From Publishers Weekly:
Anderson (1876-1941) is well remembered for Winesburg, Ohio , the collection of linked stories that fathomed small-town America, but his most individual work can be found elsewhere, especially in short fiction. So it's with a sense of anticipation that a reader approaches this collection, edited by the executor of Anderson's estate and including five stories never previously published in book form. It turns out to be an uneven collection, as Anderson's imagination rises and falls. Some of his work is dated--depicting a time of relative innocence, though he questioned it--and yet the best stories baffle efforts to place them categorically or otherwise. The provincial limitations that he evoked so tellingly in "The Man Who Became a Woman," for example, still contain the sense of enormous possibility, rendered in a way that is immensely moving. "What I want to do is to express in my book a sense of the strangeness that has gradually, since I was a boy, been creeping more and more into my feeling about everyday life," a typical Anderson narrator reflects, disarmingly stubborn in his refusal to further complicate a chimerical world. The stories here are full of that refusal, and those most true to it will certainly last.

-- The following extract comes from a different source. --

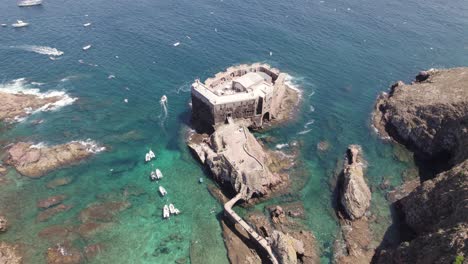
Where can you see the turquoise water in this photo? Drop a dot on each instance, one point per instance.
(340, 53)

Copyright 1992 Reed Business Information, Inc.
From Library Journal:
This collection of 30 post- Winesburg, Ohio stories includes three previously unpublished and six previously uncollected stories. Several others, including two that had been radically revised, have been restored by Modlin to what he believes were Anderson's original intentions. The stories, which generally address the storytelling process, are wonderfully well crafted and still enjoyable today. Using mostly male narrators and often involving initiation rites, they give us a male perspective of small-town Midwestern life during the first 40 years of this century. The unquestioned racism and sexism occasionally revealed by the narrators may disturb some readers, but these attitudes were realities of American life that must be faced. Highly recommended, particularly for American literature collections in academic libraries.
- Judy Mimken, Saginaw Valley State Univ., Mich.